“There’s only one way to eat a whale: ‘one bite at a time’.”
I’ll tell you the secret: I’ve been working on this site and learning from it slowly but surely since around 2005. Things saw an uptick in 2008 when I moved it over to this domain and there was another uptick around 2015ish when I found and joined the IndieWeb community. That has made all the difference.
Since then I’ve been slowly playing and experimenting to build the home online that I’ve always wanted. Having a community around me like IndieWeb.org has helped me immeasurably. It’s great having others around who come up with interesting ideas, write code I can borrow, provide a sounding board for ideas, can tell me about the pitfalls and traps I’d have never expected.
I started off as many did in the old blogosphere days by looking at what others had on their websites and trying to puzzle together how I could have it for myself. Then I made an ordered list of what sorts of functionalities, design, and layout I wanted to have. I did some research on plugins and methods until I could get each part roughly the way I wanted it. Each step along the way I was able to get the help and support I needed from the IndieWeb, Domain of One’s Own, and other communities and friends. Slowly but surely over time, I’ve been able to slowly tweak and refine things so that they work the way I’d like them to.
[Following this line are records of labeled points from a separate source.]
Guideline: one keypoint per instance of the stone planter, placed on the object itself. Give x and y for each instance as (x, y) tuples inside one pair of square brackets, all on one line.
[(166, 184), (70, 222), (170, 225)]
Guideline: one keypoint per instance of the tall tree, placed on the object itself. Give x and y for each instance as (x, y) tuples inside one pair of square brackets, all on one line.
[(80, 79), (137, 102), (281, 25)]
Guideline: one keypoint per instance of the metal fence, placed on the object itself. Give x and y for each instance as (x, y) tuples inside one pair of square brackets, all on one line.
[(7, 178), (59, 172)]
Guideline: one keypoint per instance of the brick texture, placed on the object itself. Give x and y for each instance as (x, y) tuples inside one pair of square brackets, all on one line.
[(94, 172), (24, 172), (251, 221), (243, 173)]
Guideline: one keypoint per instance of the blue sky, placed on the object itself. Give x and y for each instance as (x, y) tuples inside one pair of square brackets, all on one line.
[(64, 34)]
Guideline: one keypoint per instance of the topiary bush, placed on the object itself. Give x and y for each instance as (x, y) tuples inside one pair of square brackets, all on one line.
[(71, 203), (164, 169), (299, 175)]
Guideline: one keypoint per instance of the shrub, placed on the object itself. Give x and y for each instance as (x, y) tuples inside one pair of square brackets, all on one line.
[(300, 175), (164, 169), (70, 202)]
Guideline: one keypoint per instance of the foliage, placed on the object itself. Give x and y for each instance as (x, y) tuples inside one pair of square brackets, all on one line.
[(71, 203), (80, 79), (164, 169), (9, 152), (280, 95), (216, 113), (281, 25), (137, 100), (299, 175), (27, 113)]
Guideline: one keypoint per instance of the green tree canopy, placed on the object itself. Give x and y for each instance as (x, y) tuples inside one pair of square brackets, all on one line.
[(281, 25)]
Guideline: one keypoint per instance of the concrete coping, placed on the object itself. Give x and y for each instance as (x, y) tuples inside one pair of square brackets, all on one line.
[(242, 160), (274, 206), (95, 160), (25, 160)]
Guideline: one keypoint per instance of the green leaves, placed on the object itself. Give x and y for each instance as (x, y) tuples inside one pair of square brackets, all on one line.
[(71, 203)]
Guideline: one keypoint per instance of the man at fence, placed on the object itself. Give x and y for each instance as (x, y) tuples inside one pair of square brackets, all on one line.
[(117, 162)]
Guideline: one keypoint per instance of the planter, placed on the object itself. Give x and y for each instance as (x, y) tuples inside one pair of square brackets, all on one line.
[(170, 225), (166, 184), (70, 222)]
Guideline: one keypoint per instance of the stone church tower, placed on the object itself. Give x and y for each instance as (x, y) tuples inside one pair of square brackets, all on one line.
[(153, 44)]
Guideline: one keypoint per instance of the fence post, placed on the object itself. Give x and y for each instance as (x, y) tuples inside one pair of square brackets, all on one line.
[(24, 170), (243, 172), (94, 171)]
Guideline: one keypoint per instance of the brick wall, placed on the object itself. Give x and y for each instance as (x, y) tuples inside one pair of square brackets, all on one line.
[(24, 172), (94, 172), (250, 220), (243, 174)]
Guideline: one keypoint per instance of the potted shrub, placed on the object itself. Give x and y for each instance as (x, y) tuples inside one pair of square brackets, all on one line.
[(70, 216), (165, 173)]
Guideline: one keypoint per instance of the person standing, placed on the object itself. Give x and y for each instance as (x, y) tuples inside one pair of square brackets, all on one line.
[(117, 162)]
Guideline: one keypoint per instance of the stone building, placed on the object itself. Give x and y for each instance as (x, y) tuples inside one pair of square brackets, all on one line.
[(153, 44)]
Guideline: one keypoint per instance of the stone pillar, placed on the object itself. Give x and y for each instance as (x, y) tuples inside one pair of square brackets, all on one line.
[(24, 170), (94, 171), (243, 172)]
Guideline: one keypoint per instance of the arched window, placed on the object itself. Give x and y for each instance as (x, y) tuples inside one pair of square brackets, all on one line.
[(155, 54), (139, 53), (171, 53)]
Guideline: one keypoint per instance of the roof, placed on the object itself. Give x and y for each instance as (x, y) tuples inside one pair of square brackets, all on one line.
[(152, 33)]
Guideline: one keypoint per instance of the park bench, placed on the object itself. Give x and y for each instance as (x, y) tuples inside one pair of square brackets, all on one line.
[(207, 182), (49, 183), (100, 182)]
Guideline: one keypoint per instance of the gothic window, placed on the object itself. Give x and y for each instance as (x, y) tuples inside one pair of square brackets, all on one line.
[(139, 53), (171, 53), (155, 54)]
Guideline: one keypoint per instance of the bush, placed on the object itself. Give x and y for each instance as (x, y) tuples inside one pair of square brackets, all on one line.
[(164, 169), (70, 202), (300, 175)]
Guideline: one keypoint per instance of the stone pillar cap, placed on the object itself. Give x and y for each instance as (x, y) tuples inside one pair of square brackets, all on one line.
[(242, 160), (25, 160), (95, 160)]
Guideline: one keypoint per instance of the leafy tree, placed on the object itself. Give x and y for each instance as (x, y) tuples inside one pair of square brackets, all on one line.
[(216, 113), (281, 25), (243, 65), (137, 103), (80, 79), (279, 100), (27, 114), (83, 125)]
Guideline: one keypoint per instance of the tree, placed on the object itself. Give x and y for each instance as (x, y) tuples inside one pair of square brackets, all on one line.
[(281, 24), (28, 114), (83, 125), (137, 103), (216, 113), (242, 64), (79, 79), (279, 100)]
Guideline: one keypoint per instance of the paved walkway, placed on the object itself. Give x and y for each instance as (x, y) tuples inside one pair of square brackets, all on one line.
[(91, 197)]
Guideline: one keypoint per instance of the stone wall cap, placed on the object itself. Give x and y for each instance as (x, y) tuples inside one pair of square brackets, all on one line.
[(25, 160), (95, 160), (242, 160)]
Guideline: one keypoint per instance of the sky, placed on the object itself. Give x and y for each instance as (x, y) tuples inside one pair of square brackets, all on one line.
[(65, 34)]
I was also able to provide my thoughts and feedback both on what worked and didn’t for me personally which I think has helped refine some of the code and plugins I’ve borrowed. I’ve also tried to document how I did many things (both on the IndieWeb wiki and on my own website), so that folks who find intriguing pieces can more easily have it for themselves. In many years of doing this, nothing warms my cockles more than to see others use the same paths I’ve walked, borrow functionality or documentation, and even—in some cases—completely copy entire pages of text from my website.
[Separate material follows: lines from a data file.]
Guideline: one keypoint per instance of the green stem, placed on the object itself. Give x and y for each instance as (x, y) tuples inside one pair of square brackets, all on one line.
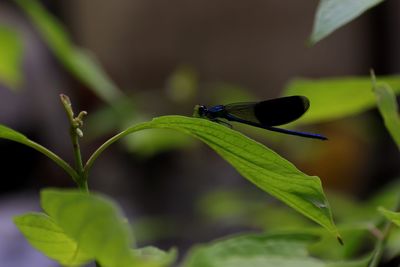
[(82, 182), (59, 161), (75, 133), (109, 142)]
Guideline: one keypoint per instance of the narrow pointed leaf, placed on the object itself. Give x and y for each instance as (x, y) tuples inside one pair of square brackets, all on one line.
[(257, 163), (94, 222), (11, 51), (47, 237), (76, 60), (333, 14), (335, 98)]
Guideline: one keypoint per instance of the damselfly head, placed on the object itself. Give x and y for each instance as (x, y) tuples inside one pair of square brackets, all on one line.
[(202, 111)]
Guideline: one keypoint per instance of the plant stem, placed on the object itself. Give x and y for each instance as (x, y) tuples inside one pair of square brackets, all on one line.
[(110, 141), (75, 133), (59, 161), (82, 182)]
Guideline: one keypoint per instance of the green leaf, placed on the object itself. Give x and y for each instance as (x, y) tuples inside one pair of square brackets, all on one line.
[(80, 63), (387, 105), (155, 256), (394, 217), (254, 250), (332, 14), (257, 163), (11, 51), (47, 237), (94, 222), (337, 97), (264, 250)]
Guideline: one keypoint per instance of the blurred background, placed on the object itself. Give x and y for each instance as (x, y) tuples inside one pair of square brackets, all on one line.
[(163, 57)]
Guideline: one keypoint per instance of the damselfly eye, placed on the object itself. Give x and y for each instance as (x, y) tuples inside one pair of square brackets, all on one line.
[(202, 111)]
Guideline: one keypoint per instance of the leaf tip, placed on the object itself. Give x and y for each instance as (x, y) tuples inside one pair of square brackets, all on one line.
[(340, 240)]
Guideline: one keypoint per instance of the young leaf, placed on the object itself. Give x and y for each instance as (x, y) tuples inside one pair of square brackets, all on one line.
[(11, 58), (47, 237), (76, 60), (257, 163), (394, 217), (387, 105), (338, 97), (332, 14), (94, 222), (10, 134)]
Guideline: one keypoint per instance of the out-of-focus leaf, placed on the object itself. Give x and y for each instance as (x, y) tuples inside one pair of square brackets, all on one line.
[(47, 237), (150, 143), (80, 63), (257, 163), (388, 108), (10, 134), (333, 14), (254, 250), (11, 51), (394, 217), (94, 222), (156, 257), (393, 243), (338, 97), (182, 84), (266, 250)]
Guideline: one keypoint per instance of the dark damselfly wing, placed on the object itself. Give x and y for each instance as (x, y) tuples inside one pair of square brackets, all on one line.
[(271, 112)]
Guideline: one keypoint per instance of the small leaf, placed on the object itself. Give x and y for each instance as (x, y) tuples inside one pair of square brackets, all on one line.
[(44, 235), (337, 97), (11, 51), (387, 106), (94, 222), (332, 14), (394, 217), (74, 59), (257, 163)]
I’m far from done, but it’s been an entertaining, engaging, and incredibly fun hobby. Over time it has slowly turned into something. Even better, along the way, I’ve been able to not only save my memories for myself, document how things work, but I’ve made lots of friends and had a great time doing it.
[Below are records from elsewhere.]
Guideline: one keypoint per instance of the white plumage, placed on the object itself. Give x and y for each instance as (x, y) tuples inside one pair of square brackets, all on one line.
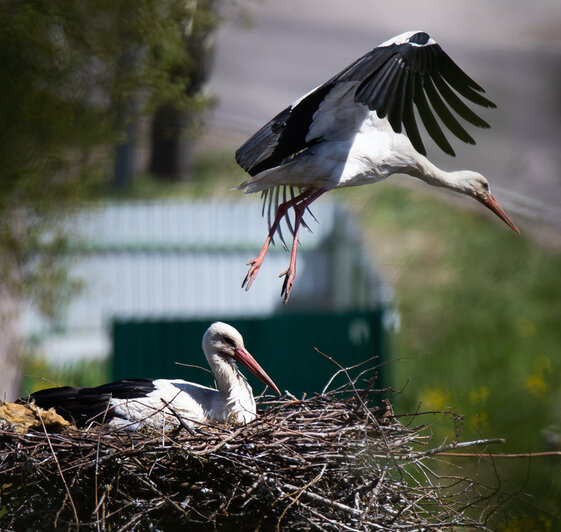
[(159, 403), (360, 127)]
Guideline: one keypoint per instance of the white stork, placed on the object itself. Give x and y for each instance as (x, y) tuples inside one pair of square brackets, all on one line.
[(159, 403), (358, 128)]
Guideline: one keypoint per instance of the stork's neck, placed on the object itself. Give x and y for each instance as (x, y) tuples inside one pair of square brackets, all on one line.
[(433, 175), (233, 387)]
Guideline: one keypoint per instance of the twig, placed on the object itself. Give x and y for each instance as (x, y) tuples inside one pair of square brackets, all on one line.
[(61, 474)]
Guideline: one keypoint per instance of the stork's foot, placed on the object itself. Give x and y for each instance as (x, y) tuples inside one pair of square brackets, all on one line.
[(289, 276), (252, 273)]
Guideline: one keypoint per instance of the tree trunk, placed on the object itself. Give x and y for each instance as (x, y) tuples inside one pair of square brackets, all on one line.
[(171, 147), (11, 361)]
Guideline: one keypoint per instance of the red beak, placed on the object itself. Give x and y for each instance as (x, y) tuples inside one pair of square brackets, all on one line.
[(491, 203), (243, 357)]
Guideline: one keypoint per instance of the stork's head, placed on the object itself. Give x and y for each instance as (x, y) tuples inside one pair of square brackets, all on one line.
[(476, 186), (224, 341)]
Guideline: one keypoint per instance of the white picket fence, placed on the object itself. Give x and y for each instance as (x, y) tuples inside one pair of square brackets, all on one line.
[(187, 258)]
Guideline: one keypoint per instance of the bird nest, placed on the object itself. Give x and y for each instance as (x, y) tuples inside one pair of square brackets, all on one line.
[(328, 462)]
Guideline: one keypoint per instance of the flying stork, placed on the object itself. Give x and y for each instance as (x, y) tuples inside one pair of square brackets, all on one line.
[(360, 127), (160, 403)]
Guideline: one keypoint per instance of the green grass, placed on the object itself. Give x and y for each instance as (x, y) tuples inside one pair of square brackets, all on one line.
[(480, 332), (480, 327)]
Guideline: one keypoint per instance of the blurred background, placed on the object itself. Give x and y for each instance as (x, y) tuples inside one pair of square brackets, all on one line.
[(121, 237)]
Another not-so-secret, I do a lot of tinkering, and only know enough code to break things, but haven’t really built or written large amounts of code for myself, so if I can do it, I’m sure that with some help others certainly can too. I’ve seen some of the most creative, highly paid, and busy web designers, developers, and engineers on the planet take newcomers aside and show them how to register a domain name and write HTML from scratch. Our collective goal is to allow anyone to be able to do what we’re doing.
Given what it looks like you’ve already got Chris, you’re most of the way there and have a more solid base than when I started out. If you’re game, I’m happy to help and provide other advice about particular pieces based on my experience. My first recommendation is that you, or anyone else for that matter, pop over to chat.indieweb.org and introduce yourself. Then take a look at their Wikifying page, and work your way through it. In particular start thinking about this part: Write down your “dreams”. Once you’ve got a list of things you’d like your site to do, start searching the wiki, looking at sites, and asking questions in chat.
(For others who aren’t as far along as Chris, maybe think about what domain name you’d like to use for your website and start asking questions in chat. We’ll try to help you get what you’d like to have—there are millions of options and routes you can take.)
You’ll find lots of friendly, welcoming help because you’re definitely not alone.